What Is a Pre-Approval Letter?
When the lender has gone through all your information and reaches an estimate, they send you a preapproval letter showing that they have verified your financials. This is important because:
- Real estate agents want to see the preapproval confirmation before they start showing you homes in order to narrow their search.
- Home sellers will have more confidence in your ability to purchase the home when an offer is made.
A mortgage preapproval letter will include:
- Your pre-approved loan amount
- Your mortgage interest rate
- Your mortgage loan term
- Your loan type
- Your loan LTV
- Preapproval expiration date
- Conditions to credit approval
Getting a Mortgage Preapproval Online
You can apply for a mortgage preapproval online in minutes, or you can apply for a mortgage preapproval over the phone or in person. Different lenders have different preapproval processes. Here’s how to get a mortgage preapproval at some of the largest mortgage lenders in the United States.
Bank of America Mortgage Pre-Approval
Bank of America allows you to prequalify for a mortgage through their Digital Mortgage Experience.

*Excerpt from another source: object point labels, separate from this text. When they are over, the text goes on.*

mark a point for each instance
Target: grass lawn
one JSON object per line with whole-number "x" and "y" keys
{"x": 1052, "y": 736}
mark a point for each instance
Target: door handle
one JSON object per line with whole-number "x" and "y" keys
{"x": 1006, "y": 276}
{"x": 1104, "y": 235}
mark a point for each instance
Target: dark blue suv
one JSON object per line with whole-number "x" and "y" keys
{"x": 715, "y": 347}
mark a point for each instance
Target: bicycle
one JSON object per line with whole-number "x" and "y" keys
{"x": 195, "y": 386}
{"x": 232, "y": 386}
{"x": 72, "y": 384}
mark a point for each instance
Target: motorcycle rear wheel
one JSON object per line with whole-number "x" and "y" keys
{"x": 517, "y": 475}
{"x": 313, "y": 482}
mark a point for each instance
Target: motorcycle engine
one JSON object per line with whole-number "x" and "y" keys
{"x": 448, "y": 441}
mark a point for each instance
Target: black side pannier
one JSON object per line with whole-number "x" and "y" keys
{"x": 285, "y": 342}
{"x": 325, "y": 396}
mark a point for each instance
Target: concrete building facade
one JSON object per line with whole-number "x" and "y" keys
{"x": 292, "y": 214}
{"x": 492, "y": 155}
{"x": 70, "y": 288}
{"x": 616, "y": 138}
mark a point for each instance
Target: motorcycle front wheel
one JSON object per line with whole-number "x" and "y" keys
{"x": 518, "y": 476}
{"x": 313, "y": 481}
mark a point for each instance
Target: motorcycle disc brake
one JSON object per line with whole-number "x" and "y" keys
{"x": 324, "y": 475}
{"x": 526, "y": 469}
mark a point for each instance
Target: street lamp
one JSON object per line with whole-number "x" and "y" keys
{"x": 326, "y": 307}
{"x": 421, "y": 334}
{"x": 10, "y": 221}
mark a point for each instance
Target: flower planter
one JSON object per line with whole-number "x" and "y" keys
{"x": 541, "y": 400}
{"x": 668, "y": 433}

You'll need to provide information about your income and bank accounts, and also provide your Social Security number for a credit check.
You won’t be able to get a mortgage preapproval with Bank of America online. That's because you will be required to submit documents such as your pay stubs, W-2 forms, and tax returns. You'll get the results of a prequalification in as little as one hour, while a preapproval with Bank of America can take 10 business days or more.
Wells Fargo Mortgage Pre-Approval
You can’t get a preapproval online with Wells Fargo, but you can get prequalified instantly. To get prequalified with Wells Fargo, you won't need to submit any personal information. No credit check is required either. Instead, you'll enter the price of the home, the down payment you are planning to make, the property location, your income, your monthly debt, and your estimated credit score range.
If you're prequalified, you'll be able to know how much you can qualify for, based on your down payment and home sales price, along with your estimated monthly mortgage payment and cash required at closing.
Navy Federal Mortgage Pre-Approval
Navy Federal lets you apply for a mortgage preapproval online. You may get instantly preapproved with Navy Federal, or it may take longer based on your application. Navy Federal preapprovals are valid for up to 90 days. Your information will still need to be verified even after you have been preapproved, which will require you to submit documents such as your tax returns, pay stubs, W-2 forms, and bank account information.
Chase Mortgage Pre-Approval
Chase lets you get prequalified for a mortgage online. You'll be able to receive a quoted interest rate based on your credit score and LTV. Other factors that Chase considers is your employment history, income, assets, and the property being financed. Chase requires you to submit your Social Security number in order to get prequalified for a mortgage.